Tug-of-War Along Our Proprietary Key Levels – Week-2, Day-4?

As indicated in our Intraday Alert this morning (click here for details), the market approached two key levels we mentioned in our forecast published last night (click here for details), which mentioned as key levels to base the intraday or medium-term trades off of: 2765 (the Index’s low so far reached 2763.91) and 2775 (the Index’s high so far reached 2774.86) – yes, both reached within one point and then the index retreated – highlighting the repeatedly-demonstrated-by-now predicitve power of our models! (Still, it is worth keeping in mind that quantitative models do NOT consistently produce such uncanny accuracy and hence consider your risk-reward objectives before placing big trades based on these models).

As mentioned in our forecast published last Wednesday night, and reiterated in our alert last Thursday morning, 2790 is the key level for the S&P 500 Index to clear for traders to engage in short-to-medium term buying. Notwithstanding all the media headlines, our models indicate no serious damage to the bears nor any serious strength to the bulls in today’s session. Hence, the tug-of-war theme still continues. 

Model Biases/Outlook:

Both the medium-term and short-term models indicate continued bullish bias, albeit with some caution to confirm break-above/below the key levels (2780-2760-2740) before initating fresh new positions. Notice that the models have now adjusted the previous 2790 level to 2780. 

As per the medium-term forecast published June 7th, Wednesday, night“medium-term models now indicate switching to a slight bearish bias if the index falls below 2740 on a daily close basis.”. We reiterate that level and holds true for the 14th day in a row

In spite of the major trade war news headlines, the action this week so far does not indicate much strength to the bears or any serious damage to the bulls. Caution is advised when trading from the short side (sell) while above 2740, as you could get sucked into a bear-trap by false dips around the key levels only to turn around and spike back up.  
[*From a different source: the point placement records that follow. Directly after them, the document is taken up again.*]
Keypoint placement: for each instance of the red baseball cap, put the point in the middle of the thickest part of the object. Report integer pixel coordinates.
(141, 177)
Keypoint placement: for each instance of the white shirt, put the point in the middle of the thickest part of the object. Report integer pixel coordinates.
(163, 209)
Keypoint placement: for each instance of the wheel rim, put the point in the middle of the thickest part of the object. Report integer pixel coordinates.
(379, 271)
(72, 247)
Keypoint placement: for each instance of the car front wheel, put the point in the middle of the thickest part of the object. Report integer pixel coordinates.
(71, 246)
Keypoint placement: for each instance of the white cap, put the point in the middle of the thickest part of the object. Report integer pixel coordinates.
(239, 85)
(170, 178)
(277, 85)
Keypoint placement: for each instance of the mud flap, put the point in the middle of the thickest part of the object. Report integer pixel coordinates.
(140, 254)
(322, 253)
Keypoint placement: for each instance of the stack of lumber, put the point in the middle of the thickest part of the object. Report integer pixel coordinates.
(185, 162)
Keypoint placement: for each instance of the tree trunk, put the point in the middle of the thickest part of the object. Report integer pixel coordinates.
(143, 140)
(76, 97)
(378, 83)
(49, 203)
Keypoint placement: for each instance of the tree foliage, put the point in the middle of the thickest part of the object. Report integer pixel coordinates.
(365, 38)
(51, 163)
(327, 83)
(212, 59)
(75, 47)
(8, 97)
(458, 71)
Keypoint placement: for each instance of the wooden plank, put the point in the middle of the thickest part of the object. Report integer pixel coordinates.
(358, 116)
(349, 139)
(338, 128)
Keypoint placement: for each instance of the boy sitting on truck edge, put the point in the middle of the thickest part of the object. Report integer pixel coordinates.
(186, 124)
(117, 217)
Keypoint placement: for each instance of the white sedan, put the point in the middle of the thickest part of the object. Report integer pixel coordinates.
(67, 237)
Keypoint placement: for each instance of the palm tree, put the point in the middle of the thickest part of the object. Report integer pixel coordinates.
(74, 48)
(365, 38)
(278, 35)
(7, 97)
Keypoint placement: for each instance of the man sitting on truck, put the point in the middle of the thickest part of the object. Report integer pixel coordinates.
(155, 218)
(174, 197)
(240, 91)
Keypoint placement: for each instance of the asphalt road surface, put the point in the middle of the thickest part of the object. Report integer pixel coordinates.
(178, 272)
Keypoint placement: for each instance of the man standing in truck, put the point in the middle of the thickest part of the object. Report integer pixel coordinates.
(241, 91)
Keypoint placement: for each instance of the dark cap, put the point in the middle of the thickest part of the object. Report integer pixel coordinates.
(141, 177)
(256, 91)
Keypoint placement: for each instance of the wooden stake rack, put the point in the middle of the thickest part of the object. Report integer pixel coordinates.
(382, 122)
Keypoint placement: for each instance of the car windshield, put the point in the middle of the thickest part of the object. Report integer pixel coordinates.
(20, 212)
Trading Plans for Thursday, 06/21/2018:

Medium-to-long term investors

Meidum-term models indicate bullish bias above 2775, but indicate new buying only above 2782. The models indicate no short bias until at least a daily close below 2740 (slightly bearish) or below 2735 (outright bearish) with tight stops. Models indicate neutral bias within 2775-40

Aggressive, short term, intraday, or professional traders

Those who followed our intraday models should have done very well on Wednesday, trading on the long side as the trading plan published Monday night mentioned (click here for details): “the aggressive/intraday models indicate trading from the short side (sell) while the index is below 2755, and from the long side (buy) while above 2765″ – the Index registered the session high of 2763.91 (yes, JUST about 1 point away from the level mentioned) and stayed above 2765 throughout the session, thus triggering long (buy) positions.  

For Thursday, the aggressive/intraday models indicate trading from the long side (buy) while the index is above 2775, and from the short side (sell) while below 2760. 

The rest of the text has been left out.